Dans les méandres de notre jeune démocratie après le 14 janvier, les errements constatés pourraient expliquer, en partie, le désamour actuel de nos concitoyens envers la politique et les politiciens. Toutefois, selon moi, ce n’est pas la raison principale.
Les derniers mois ont été le théâtre de déclarations monstrueuses telles que « La politique est une grande mascarade ! », « Demander l’avis des autres (sous-entendu ceux qui ne pensent pas ou ne vivent pas comme nous) est un pari risqué », « Notre peuple n’est pas fait pour la démocratie », et « La démocratie est inapplicable chez nous ». Incontestablement, une majorité de nos concitoyens éprouve, à tort ou à raison, un fort dégoût pour la politique et les politiciens, une brèche habilement exploitée par des forces destructrices.
L’histoire récente nous enseigne que les slogans tels que « Tous Pourris », l’antiparlementarisme, et d’autres concepts fascisants ouvrent systématiquement les portes de l’enfer. Malgré les dérives du système politique, dépolitiser un pays est une grave erreur, préalable au populisme.
La vie politique, malgré ses travers parfois abominables, demeure le meilleur moyen d’assurer une forme de liberté à chacun, quelle que soit son orientation politique. Comme le souligne Natacha Polony, « La démocratie, c’est le vote, mais pas uniquement. C’est une culture, une façon d’être ensemble, c’est l’existence d’une communauté politique composée de citoyens, d’individus autonomes et responsables qui veulent décider ensemble de leur destin. »
Dans l’absence de traditions et d’institutions solides, la dérive de la vie politique était prévisible ces dernières années. Cependant, dénoncer toute forme de vie politique à cause de la présence de quelques corrompus serait une simplification dangereuse. Les dérives politiques sont universelles, mais condamner toute la sphère politique sur cette base ouvre la voie à une autocratie.
L’antiparlementarisme est un classique, exacerbé par les réseaux sociaux. La haine envers les partis et les hommes politiques est amplifiée, attribuant tous les maux de la société à cette sphère.
Les fragiles institutions tunisiennes ont également subi ces réflexes primaires. Les anti-systèmes, les gauchistes, les extrémistes de droite se sont regroupés autour du dangereux fantasme d’un « homme providentiel ». Celui qui prendrait les « bonnes » décisions immédiatement, sans les pesanteurs institutionnelles, une puissance tutélaire qui offrirait justice, sécurité et bien-être sans les débats institutionnels. C’est une pensée magique, simpliste, mais néanmoins dangereuse.
Paradoxalement, ces mêmes individus s’en prennent aux fondements de l’État tout en prétendant agir pour éviter son effondrement. Ainsi, leur acharnement à démolir les institutions se justifie au nom d’une mobilisation générale pour défendre les acquis de la révolution. Ce paradoxe repose sur une pensée simpliste et dépourvue de nuance.
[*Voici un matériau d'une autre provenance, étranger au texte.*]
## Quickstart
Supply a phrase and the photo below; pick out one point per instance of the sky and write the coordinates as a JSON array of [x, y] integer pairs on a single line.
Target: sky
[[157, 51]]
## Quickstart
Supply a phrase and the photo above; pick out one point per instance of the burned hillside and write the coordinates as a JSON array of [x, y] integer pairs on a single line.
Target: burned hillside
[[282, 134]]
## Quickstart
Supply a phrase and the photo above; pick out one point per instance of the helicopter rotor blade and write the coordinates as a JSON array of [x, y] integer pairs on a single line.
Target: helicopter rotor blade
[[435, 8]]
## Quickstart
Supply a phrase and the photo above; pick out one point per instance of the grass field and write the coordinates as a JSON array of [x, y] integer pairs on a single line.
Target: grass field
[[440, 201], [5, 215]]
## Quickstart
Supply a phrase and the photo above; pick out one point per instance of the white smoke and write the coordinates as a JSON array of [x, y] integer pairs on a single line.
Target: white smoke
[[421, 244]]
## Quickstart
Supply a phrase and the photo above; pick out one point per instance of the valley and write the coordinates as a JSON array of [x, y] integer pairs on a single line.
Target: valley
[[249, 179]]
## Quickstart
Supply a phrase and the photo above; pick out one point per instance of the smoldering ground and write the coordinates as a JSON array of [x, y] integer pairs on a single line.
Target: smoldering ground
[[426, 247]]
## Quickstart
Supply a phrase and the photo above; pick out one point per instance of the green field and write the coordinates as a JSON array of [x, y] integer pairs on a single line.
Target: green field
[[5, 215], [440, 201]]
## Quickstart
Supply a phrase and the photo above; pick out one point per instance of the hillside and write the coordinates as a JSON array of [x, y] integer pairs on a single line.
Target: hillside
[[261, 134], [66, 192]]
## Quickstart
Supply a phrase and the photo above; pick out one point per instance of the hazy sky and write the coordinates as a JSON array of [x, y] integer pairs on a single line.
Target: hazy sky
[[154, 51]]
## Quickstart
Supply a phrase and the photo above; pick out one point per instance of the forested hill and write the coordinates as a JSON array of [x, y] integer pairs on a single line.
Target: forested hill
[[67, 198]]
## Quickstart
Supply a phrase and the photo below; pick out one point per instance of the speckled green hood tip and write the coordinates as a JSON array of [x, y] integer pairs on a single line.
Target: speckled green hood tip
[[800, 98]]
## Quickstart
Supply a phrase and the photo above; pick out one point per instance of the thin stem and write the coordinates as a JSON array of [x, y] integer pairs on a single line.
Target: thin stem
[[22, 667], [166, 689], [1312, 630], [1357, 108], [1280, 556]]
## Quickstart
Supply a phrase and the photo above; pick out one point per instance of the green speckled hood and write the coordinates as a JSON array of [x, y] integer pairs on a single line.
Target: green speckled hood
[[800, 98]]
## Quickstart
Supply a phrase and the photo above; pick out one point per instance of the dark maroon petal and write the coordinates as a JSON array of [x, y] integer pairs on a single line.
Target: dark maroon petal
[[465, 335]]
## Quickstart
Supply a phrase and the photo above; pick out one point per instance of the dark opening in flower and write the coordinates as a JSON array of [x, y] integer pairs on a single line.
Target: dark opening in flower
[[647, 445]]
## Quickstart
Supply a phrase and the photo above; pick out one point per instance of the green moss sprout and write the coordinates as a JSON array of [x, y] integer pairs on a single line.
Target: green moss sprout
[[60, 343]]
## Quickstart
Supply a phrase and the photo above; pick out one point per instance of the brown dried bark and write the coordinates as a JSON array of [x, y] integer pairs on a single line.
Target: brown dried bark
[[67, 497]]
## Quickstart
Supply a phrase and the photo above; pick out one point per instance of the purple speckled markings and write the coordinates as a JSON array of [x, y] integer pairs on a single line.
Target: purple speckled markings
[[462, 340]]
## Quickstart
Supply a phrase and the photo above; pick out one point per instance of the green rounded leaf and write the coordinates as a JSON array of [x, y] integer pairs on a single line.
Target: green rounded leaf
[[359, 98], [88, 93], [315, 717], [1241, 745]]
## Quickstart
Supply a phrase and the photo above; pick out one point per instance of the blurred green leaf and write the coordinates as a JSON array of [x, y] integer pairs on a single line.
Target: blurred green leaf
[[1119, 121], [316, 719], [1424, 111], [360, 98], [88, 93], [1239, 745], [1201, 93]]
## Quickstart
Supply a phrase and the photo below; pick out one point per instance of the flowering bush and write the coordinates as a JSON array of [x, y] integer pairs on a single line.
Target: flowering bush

Carl Schmitt, dès 1928, avait théorisé ce qui allait devenir l’idéologie de l’extrême droite, l’État totalitaire et l’État d’exception. Se défendre contre l’ennemi qui veut sa destruction est la première tâche de l’État, justifiant la dictature par opposition aux fragilités de la démocratie.
Il est essentiel de revisiter l’histoire et de se rappeler que de nombreux pays, en Europe, en Amérique du Sud, en Asie, ont connu des régimes autocratiques avant d’embrasser la démocratie. Souvent, ces régimes totalitaires ont émergé après des crises ou des menaces, mettant en avant un leader charismatique promettant justice, sécurité, et bien-être.
Les autocrates modernes ont appris à masquer leur brutalité, optant pour des changements constitutionnels par référendum pour rester au pouvoir. Toutefois, la démocratie, avec ses failles, est une cible facile, ses erreurs sont immédiatement exploitées.
Aristote disait déjà que les fondamentaux de la démocratie n’ont pas varié depuis l’Antiquité, le pouvoir par le peuple pour le peuple. La démocratie libérale, prédominante au 20ème siècle, repose sur la démocratie représentative et le libéralisme, avec des élections justes, une séparation des pouvoirs, la primauté du droit, et la protection des droits de l’Homme. Les démocraties sont des chantiers perpétuels, nécessitant des institutions fortes et une vie politique riche.
Résister à un régime autocratique est difficile, mais la passivité, l’humour, la dérision, et surtout la foi en la démocratie peuvent être des moyens de préserver les valeurs fondamentales. Les institutions fortes et une vie politique dynamique sont les garants de la démocratie, car sans elles, une nation s’expose au naufrage, sans garantie de reconstruction.